The results from the focus group-interviews indicate that the level of trust that consumers generally have in data collection is of relevance to how successful retail’s use of personalised recommendation systems and targeted ads will be. The focus-group participants generally expressed that trust is linked to a sense of control, also indicating, interestingly, that customer clubs and the explicit sharing of data—that is, situations whereby customers actively enter, for example, their addresses—are perceived as more credible and trustworthy.

  • Firstly, it is remarkable that the members of neither the low-trust nor the high-trust groups say they inform themselves about the consequences of their choices, that is, reading user agreements or cookie notifications to the extent that they feel they are well-informed. The respondents find it impossible to read consent agreements for cookies or other website information regarding the collection of data and processing. The primary difference between the two groups regarding third-party cookies seems to be that the low-trust group is concerned about not having control, wanting to be more informed and expressing resignation, while the other feels more confident that their information is not being misused and can be of potential benefit and thus does not feel any apprehension.

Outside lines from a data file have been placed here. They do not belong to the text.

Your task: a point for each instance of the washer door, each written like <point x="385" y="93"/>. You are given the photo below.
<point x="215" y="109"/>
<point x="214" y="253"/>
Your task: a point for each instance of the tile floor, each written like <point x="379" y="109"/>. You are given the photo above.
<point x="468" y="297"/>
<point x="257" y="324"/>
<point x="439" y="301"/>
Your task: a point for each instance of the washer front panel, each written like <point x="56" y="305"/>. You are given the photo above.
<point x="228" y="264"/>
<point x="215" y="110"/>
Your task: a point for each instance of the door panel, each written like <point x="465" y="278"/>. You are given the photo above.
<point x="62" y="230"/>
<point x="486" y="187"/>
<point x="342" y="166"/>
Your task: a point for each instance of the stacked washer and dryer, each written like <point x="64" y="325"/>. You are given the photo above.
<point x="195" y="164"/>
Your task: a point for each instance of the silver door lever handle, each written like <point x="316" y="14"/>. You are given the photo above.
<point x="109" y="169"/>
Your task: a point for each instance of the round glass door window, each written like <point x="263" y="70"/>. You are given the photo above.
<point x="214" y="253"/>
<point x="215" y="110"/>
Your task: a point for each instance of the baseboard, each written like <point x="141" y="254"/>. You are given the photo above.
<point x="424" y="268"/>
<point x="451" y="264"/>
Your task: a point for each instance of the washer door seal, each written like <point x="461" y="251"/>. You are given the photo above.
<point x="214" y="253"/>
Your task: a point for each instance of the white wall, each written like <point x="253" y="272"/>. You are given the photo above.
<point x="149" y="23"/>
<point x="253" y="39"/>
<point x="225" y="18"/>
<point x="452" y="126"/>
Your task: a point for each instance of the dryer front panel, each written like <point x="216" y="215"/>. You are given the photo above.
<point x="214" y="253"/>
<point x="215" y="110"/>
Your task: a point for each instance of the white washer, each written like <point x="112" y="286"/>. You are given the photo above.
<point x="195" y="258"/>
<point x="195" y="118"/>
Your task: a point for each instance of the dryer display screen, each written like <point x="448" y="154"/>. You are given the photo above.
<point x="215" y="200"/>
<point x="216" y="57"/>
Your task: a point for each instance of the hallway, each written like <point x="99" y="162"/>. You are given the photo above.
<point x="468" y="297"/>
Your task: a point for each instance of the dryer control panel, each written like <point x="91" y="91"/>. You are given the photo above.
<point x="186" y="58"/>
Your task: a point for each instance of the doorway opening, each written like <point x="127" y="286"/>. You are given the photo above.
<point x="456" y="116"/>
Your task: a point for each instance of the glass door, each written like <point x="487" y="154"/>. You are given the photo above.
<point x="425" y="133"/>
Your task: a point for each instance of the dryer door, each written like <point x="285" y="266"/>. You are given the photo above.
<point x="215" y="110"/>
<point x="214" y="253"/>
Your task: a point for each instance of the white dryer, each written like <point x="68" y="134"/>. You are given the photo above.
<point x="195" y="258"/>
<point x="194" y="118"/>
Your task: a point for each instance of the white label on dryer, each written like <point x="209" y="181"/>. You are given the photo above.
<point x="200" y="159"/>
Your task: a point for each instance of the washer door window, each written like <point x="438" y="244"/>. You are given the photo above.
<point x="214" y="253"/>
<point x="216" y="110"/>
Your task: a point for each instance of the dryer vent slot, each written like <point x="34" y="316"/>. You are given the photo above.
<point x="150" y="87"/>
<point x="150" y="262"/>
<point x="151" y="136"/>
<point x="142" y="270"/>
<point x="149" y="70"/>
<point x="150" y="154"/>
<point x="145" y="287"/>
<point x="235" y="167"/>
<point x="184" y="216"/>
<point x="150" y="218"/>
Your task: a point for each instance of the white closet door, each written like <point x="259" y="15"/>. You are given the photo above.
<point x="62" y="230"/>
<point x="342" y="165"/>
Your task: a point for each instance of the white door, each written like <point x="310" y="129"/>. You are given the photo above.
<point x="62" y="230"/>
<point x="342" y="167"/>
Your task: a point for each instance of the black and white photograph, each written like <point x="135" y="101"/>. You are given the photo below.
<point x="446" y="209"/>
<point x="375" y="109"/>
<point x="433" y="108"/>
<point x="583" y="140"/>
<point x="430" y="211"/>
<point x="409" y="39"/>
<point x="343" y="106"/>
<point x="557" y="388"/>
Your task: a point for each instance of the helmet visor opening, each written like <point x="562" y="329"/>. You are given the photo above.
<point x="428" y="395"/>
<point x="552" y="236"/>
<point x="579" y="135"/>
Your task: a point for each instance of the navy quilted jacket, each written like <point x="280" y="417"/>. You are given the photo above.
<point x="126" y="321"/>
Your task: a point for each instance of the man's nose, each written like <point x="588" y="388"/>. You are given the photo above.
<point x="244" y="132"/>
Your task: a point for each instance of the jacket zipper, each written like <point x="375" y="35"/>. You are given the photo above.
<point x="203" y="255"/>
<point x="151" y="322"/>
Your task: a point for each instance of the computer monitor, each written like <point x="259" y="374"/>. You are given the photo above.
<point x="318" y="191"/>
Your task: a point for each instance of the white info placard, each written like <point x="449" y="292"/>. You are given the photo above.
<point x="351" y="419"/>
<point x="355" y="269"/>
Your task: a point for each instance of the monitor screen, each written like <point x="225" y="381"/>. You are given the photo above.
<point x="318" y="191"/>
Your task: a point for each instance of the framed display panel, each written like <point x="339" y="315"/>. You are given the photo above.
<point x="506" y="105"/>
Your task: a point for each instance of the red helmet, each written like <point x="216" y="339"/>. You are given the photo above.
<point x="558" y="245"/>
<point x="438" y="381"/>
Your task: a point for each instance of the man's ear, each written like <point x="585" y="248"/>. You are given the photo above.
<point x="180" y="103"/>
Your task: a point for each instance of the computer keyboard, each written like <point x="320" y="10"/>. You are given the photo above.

  • Secondly, this is placing trust at the centre of consumer sentiment. Overall, this indicates a major challenge regarding how to set up and communicate AI-driven systems that depend on data collection. More effort thus need to go into how meaningful consumer transparency and autonomy can be attained, parallel with how to ensure sufficient governance to prevent consumer manipulation in datafied consumer marketplaces.

  • Thirdly, the focus-groups, along with other studies, indicate that data collection, automation and even personalisation are highly third-party dependent. That is, both consumers and retailers alike depend on platforms for handling their interfaces, anything from marketing to app stores, smartphones and data storage. This dependence adds to the complexity and the possibly detrimental lack of data-handling transparency, for both retailers and consumers, thus potentially undermining trusted and consumer-focused personalisation in AI-driven retail.

Trust, it seems, is the main prerequisite for functioning markets per se, which is why it also plays a key role in how new data-dependent and automated technologies impact retail markets, both online and offline. In this chapter, we point to the challenges of a lack of consumer control linked to a lack of transparency in automated and potentially AI-driven personalisation. This indicates the need for retailers to be attentive to how they digitise their marketing and their systems of recommendation, in order not to undermine consumer trust. Given the results of this focus-group study, the sharing of consumer data with third parties is the most problematic aspect in terms of loss of control. That is, the challenges inherent in data-dependent and platformised retail personalisation should not only be seen as technological and legal. They are also highly social, in the sense that these methods should only be implemented in such a way that they fulfil consumer needs for empowerment and involvement in such a way that they are not only passively trusted, but also ultimately trustworthy.